Android ADB, Curl, and Exim Vulnerabilities: Key Questions Answered

This week in cybersecurity brought several notable vulnerabilities and patches. Google fixed a critical Android Debug Bridge (ADB) bug that could allow unauthorized network access, while AI tools like Mythos and XBow uncovered flaws in Curl and Exim software. Below, we answer six key questions about these incidents, explaining the risks, impacts, and what users should do.

What is the Android ADB bug and how does it work?

The Android Debug Bridge (ADB) bug, patched in May 2025, bypasses authorization when network debugging is enabled. Normally, ADB requires user approval for each new debug connection. However, a programming error treats certificate type mismatches as valid because the API returns -1 for a mismatch, and -1 is interpreted as 'true' in boolean logic. This allows an attacker with network access to connect to a device that previously had a trusted ADB connection, without user consent. The bug affects all Android versions since 2020. Exploitation requires wireless ADB enabled and at least one past trusted device. While unlikely for average users, developers using ADB over Wi-Fi should update immediately.

Who is most at risk from the ADB vulnerability?

Developers and power users who enable wireless ADB are at highest risk. The bug allows unauthorized network access if ADB is set to listen on a network interface and at least one device was previously authorized. However, the biggest concern is for vendors that rarely release security updates. Google patched it in the May security update for Pixel phones, but many budget Android manufacturers may delay or never provide the fix. Users of such devices should disable wireless ADB if they have it enabled, and avoid enabling it unless absolutely necessary. For most users who never use ADB, the risk is negligible.

Was Mythos AI successful in finding a Curl vulnerability?

Mythos, an AI model, identified five potential flaws in Curl, but after analysis, they condensed to a single, low-severity vulnerability. The issue is classified as "not particularly dangerous" and will receive a CVE and a patch soon. Curl is extremely widely deployed, with an estimated 20 billion instances, so any discovery matters. Daniel Stenberg, Curl's creator, noted that the lack of serious findings reflects the codebase's maturity and constant auditing. The Mythos experience demonstrates that while AI can assist in vulnerability discovery, manual review remains essential to separate real bugs from false positives.

Should Curl users be concerned about the Mythos-discovered bug?

Generally, no. The single vulnerability found is low-severity and unlikely to pose an immediate threat. Users should still apply the upcoming patch as a precaution. Curl's codebase has benefited from years of rigorous testing and audits, making it less prone to critical flaws. The Mythos AI interaction primarily highlighted the challenge of aligning AI security tools with real-world codebases. For most users, continuing to use current Curl versions is safe, but keeping software updated is always good practice.
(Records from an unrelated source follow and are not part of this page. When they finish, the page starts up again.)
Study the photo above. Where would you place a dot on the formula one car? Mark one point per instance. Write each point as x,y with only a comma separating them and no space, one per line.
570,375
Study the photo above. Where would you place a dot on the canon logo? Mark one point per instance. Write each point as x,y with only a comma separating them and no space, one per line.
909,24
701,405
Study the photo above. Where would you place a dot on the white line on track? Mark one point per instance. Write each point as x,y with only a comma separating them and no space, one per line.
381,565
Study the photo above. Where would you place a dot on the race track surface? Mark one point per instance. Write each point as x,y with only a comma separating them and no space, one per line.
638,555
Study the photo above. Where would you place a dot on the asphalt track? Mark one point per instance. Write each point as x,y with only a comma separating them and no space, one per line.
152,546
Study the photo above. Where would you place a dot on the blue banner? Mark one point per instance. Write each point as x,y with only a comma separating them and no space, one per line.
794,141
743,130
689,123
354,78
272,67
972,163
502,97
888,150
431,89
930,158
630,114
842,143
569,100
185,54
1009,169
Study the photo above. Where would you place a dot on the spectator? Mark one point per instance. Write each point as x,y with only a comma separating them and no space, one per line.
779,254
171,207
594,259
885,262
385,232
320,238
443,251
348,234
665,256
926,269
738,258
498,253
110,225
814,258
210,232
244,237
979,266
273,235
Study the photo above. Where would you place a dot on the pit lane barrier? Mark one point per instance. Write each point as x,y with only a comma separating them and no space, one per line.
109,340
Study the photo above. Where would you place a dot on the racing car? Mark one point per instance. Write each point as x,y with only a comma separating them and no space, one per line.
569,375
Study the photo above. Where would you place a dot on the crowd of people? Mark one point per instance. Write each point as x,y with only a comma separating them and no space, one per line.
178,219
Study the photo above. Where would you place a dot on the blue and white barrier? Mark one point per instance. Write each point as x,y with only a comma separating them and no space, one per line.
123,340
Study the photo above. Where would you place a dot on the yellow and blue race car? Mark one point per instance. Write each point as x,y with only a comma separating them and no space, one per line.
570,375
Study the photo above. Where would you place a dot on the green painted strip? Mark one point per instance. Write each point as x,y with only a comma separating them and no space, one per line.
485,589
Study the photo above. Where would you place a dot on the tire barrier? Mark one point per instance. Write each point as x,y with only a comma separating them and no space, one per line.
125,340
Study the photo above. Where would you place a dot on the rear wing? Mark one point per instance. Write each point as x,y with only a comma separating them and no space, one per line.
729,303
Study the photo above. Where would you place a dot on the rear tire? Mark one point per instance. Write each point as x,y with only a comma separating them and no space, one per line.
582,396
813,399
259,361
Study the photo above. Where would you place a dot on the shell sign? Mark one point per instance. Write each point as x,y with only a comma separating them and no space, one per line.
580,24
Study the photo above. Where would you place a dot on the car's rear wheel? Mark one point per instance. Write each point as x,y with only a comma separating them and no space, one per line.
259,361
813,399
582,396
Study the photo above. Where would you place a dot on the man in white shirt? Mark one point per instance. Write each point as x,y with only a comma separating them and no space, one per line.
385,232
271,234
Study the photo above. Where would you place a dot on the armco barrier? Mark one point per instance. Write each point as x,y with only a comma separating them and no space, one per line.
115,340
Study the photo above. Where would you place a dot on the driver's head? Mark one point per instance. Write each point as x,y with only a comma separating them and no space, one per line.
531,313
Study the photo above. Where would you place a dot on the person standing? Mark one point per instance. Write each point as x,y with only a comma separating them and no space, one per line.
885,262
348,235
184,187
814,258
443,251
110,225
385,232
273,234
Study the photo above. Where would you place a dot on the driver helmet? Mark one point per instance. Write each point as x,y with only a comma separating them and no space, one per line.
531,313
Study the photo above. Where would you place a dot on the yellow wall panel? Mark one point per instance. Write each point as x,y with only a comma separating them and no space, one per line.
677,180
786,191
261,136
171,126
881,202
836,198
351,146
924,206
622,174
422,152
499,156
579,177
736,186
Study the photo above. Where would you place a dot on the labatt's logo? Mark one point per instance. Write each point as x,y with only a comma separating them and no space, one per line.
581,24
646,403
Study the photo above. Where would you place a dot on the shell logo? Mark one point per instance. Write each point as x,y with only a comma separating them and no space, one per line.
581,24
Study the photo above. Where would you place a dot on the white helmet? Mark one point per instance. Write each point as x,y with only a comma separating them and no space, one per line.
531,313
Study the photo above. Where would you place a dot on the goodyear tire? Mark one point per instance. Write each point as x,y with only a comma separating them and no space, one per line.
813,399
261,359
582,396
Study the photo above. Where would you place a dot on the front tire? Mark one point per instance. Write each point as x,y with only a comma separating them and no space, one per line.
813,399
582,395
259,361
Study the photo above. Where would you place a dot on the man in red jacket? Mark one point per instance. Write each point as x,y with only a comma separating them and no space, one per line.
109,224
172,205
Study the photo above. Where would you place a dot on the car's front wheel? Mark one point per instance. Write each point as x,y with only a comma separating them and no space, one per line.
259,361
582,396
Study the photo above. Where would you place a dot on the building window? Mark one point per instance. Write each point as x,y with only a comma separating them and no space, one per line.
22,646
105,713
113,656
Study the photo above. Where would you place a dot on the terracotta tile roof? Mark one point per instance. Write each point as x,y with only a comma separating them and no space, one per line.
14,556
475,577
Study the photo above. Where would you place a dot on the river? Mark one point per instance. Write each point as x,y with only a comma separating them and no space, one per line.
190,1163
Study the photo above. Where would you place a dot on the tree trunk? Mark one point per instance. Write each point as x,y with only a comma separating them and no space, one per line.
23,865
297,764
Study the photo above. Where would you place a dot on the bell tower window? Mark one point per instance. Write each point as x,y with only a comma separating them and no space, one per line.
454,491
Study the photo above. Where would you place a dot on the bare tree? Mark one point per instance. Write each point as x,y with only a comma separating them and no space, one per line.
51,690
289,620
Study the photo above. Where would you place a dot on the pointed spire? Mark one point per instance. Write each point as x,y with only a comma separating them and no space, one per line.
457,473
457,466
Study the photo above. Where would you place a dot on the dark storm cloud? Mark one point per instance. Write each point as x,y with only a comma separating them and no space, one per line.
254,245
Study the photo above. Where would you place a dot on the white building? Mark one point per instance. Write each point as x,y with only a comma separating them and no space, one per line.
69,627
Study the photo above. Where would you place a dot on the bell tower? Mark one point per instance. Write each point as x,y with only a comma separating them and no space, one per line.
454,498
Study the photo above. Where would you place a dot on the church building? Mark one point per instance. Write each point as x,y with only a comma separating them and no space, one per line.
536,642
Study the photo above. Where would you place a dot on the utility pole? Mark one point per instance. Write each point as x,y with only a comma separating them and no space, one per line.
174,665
What did XBow find in Exim using AI tools?

XBow, a security firm, used AI to discover a vulnerability in Exim, an open-source email transfer agent. The specific bug details are not yet fully disclosed, but it highlights how AI is being leveraged to find flaws in critical internet infrastructure. Exim is widely used on mail servers, so any vulnerability can have broad implications. The discovery underscores the dual role of AI in cybersecurity—both as a tool for attackers and defenders. XBow's findings will likely lead to a patch from the Exim maintainers. Server administrators should watch for updates and apply them promptly.

What lessons do these events teach about AI in vulnerability research?

The recent use of AI by Mythos and XBow shows that AI can identify potential vulnerabilities, but the results vary. Mythos's low-severity Curl bug suggests that mature, well-audited codebases resist even AI-based searches, while XBow's Exim find indicates AI can uncover real issues in complex software. These experiences stress that AI is not a silver bullet—human expertise is needed to verify and prioritize findings. As AI tools improve, they will become more useful, but for now, they complement traditional security practices rather than replace them. Organizations should continue regular code reviews and vulnerability assessments alongside exploring AI assistance.